David Shulman: Truth and Words

We tend to think that truth is a universal, independent of cultural inflections; but this can hardly be the case. In Greece, for example, truth is understood as an unveiling, or a non-inattention (inattention being seen as the human default). Shulman argues that in the south Indian world beautifully articulated by the 12th-century poet Kamban, truth (mey, unmai) is only tangentially linked with knowledge. It's primary source lies in the spoken word, which has a life of its own and exacts an existential cost from both speaker and listener. In addition to this strong linguistic aspect, itself close to a Bhartrharian view of language and meaning, true statements have an iconic structure; they can be distinguished from mantric speech, on the one hand, and from false speech, on the other, by the ellipses and gaps, with their emotional burdens, that are always built into truth. He shows how Kamban thematizes these issues in his Ayodhyakandam.

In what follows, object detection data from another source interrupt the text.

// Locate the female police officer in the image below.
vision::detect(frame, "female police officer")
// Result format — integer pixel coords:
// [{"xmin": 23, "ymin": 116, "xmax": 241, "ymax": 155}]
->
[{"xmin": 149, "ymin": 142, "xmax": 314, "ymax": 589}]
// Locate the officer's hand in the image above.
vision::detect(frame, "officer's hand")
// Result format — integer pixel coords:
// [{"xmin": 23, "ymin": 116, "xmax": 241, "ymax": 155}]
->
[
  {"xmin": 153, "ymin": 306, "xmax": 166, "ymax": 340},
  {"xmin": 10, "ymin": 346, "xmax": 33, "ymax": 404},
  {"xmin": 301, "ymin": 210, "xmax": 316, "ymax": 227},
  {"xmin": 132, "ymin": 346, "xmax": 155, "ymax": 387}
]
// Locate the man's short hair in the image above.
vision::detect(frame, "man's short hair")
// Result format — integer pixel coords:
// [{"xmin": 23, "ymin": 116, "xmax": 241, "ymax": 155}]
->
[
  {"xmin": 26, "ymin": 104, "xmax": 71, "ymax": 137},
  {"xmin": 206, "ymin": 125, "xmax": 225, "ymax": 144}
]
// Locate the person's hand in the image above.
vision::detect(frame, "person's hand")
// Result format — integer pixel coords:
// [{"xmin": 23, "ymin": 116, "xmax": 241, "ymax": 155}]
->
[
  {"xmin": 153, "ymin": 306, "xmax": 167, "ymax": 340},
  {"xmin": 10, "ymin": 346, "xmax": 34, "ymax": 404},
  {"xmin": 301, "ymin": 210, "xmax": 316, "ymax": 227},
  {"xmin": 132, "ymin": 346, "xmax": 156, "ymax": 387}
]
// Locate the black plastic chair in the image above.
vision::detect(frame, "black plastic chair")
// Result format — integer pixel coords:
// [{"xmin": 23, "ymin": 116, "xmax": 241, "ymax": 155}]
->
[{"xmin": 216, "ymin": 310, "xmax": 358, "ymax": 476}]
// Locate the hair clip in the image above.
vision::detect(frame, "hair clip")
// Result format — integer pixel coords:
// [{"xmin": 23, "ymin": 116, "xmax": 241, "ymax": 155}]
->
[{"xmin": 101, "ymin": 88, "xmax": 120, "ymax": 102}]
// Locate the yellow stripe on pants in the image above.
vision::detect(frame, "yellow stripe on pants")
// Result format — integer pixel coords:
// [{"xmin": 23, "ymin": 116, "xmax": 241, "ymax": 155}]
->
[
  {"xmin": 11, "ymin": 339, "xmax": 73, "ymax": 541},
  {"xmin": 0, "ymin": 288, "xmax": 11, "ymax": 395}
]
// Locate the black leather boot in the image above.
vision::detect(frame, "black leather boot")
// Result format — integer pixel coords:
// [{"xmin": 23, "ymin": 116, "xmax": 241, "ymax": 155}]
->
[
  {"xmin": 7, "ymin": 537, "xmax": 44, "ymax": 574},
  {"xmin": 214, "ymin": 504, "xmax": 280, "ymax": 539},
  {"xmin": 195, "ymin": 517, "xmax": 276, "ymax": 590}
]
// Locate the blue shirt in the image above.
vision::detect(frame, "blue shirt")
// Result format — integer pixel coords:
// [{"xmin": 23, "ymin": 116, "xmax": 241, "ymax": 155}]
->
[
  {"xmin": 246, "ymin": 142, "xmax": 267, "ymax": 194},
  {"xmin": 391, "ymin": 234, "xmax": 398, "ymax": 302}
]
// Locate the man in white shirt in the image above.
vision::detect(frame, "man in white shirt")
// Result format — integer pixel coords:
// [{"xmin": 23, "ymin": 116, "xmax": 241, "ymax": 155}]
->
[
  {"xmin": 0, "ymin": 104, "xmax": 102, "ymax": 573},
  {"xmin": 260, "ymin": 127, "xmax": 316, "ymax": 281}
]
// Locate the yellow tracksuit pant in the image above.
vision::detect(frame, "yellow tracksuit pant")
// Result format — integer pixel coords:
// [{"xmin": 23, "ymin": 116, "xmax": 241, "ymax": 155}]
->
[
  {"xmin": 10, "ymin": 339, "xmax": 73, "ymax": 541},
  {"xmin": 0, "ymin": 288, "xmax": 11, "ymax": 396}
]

David Shulman was trained at the School of Oriental and African Studies by the great Tamilist John Marr. Since completing his Ph.D. there in 1976 he has been teaching at the Hebrew University of Jerusalem, where he is the Renee Lang Professor of Humanistic Studies. He has worked closely with Velcheru Narayana Rao, Sanjay Subrahmanyam, and Don Handelman in the areas of Telugu literature and history, the history of the Nayaka period, south Indian historiography, and south Indian Saivism. His main interests lie in the cultural history southern India, in particular in Tamil, Telugu, Malayalam, and Sanskrit. In recent years he has been captivated by Kudiyattam, the classical theater of Kerala, and is working on a book about this remarkable tradition. His true passion is Carnatic music. He is active in the Israeli-Palestinian peace movement and has written a book about this work, Dark Hope (Chicago, 2007).